I desperately need help with these problems as I do not understand them. Thanks!

1 Answer
May 21, 2018

Find the extrema of #f(x,y) = e^(-(xy)/4)# with the constraint #C(x,y) = x^2+y^2<=1#

But we must write the constraint function so that the constant on the right is 0:

#C(x,y) = x^2+y^2-1<=0#

We can use a Lagrange multiplier with an inequality constraint

NOTE: I recommend that you read the above references that I have provided.

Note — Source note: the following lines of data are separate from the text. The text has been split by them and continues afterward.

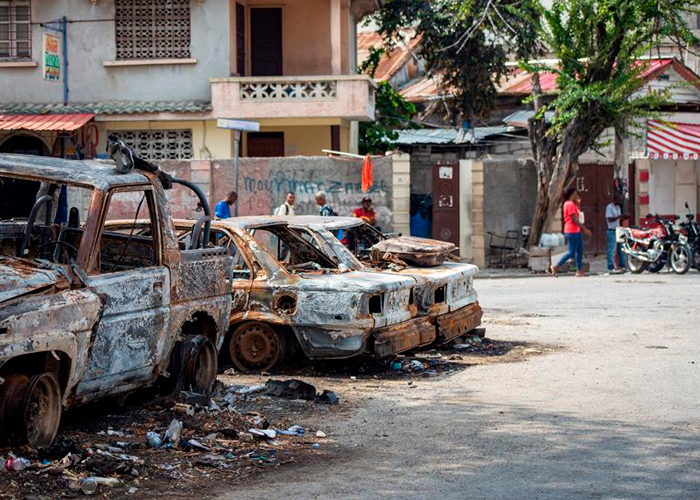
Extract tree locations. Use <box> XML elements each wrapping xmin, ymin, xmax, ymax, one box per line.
<box><xmin>521</xmin><ymin>0</ymin><xmax>700</xmax><ymax>245</ymax></box>
<box><xmin>358</xmin><ymin>47</ymin><xmax>417</xmax><ymax>154</ymax></box>
<box><xmin>375</xmin><ymin>0</ymin><xmax>537</xmax><ymax>127</ymax></box>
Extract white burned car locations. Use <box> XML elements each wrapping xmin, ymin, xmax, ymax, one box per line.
<box><xmin>109</xmin><ymin>216</ymin><xmax>435</xmax><ymax>371</ymax></box>
<box><xmin>284</xmin><ymin>216</ymin><xmax>482</xmax><ymax>343</ymax></box>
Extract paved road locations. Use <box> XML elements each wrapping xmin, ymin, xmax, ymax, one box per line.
<box><xmin>222</xmin><ymin>271</ymin><xmax>700</xmax><ymax>500</ymax></box>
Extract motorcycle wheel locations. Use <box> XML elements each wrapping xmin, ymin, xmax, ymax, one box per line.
<box><xmin>647</xmin><ymin>257</ymin><xmax>666</xmax><ymax>273</ymax></box>
<box><xmin>627</xmin><ymin>255</ymin><xmax>647</xmax><ymax>274</ymax></box>
<box><xmin>669</xmin><ymin>245</ymin><xmax>693</xmax><ymax>274</ymax></box>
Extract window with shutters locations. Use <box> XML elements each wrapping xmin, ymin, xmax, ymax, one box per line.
<box><xmin>115</xmin><ymin>0</ymin><xmax>190</xmax><ymax>60</ymax></box>
<box><xmin>107</xmin><ymin>129</ymin><xmax>192</xmax><ymax>160</ymax></box>
<box><xmin>0</xmin><ymin>0</ymin><xmax>32</xmax><ymax>59</ymax></box>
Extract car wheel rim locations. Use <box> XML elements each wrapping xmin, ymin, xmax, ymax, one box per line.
<box><xmin>230</xmin><ymin>323</ymin><xmax>281</xmax><ymax>371</ymax></box>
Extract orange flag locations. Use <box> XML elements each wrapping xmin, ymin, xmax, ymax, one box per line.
<box><xmin>362</xmin><ymin>155</ymin><xmax>373</xmax><ymax>193</ymax></box>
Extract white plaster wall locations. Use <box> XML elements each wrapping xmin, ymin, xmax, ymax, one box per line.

The Lagrange equation for a single constraint is:

#\mathcal L(x,y,lambda) = f(x,y)+lambdaC(x,y)#

Substitute the values of the functions:

#\mathcal L(x,y,lambda) = e^(-(xy)/4)+lambda(x^2+y^2-1)#

Compute the partial derivatives:

#(del(\mathcal L(x,y,lambda)))/(delx) = -y/4e^(-(xy)/4)+2lambdax#

#(del(\mathcal L(x,y,lambda)))/(dely) = -x/4e^(-(xy)/4)+2lambday#

#(del(\mathcal L(x,y,lambda)))/(del lambda) = x^2+y^2-1#

Set the partial derivatives equal to 0:

#0 = -y/4e^(-(xy)/4)+2lambdax" [1]"#

#0 = -x/4e^(-(xy)/4)+2lambday" [2]"#

#0 = x^2+y^2-1" [3]"#

Rewrite the equations in the following form:

#y/4e^(-(xy)/4)=2lambdax" [1.1]"#

#x/4e^(-(xy)/4)=2lambday" [2.1]"#

#x^2+y^2= 1" [3.1]"#

Divide equation [1.1] by equation [2.1]:

#y/x=x/y#

#y^2 = x^2#

Substitute into [3.1]:

#x^2+x^2= 1#

#x = +-sqrt2/2#

This happens at 4 points on the unit circle.

The minima occur at #(sqrt2/2,sqrt2/2) and (-sqrt2/2,-sqrt2/2)#:

#f(sqrt2/2,sqrt2/2) = f(-sqrt2/2,-sqrt2/2)= 1/(4sqrte)#

The maxima occur at #(sqrt2/2,-sqrt2/2) and (-sqrt2/2,sqrt2/2)#:

#f(sqrt2/2,-sqrt2/2) = f(-sqrt2/2,sqrt2/2) = sqrte/4#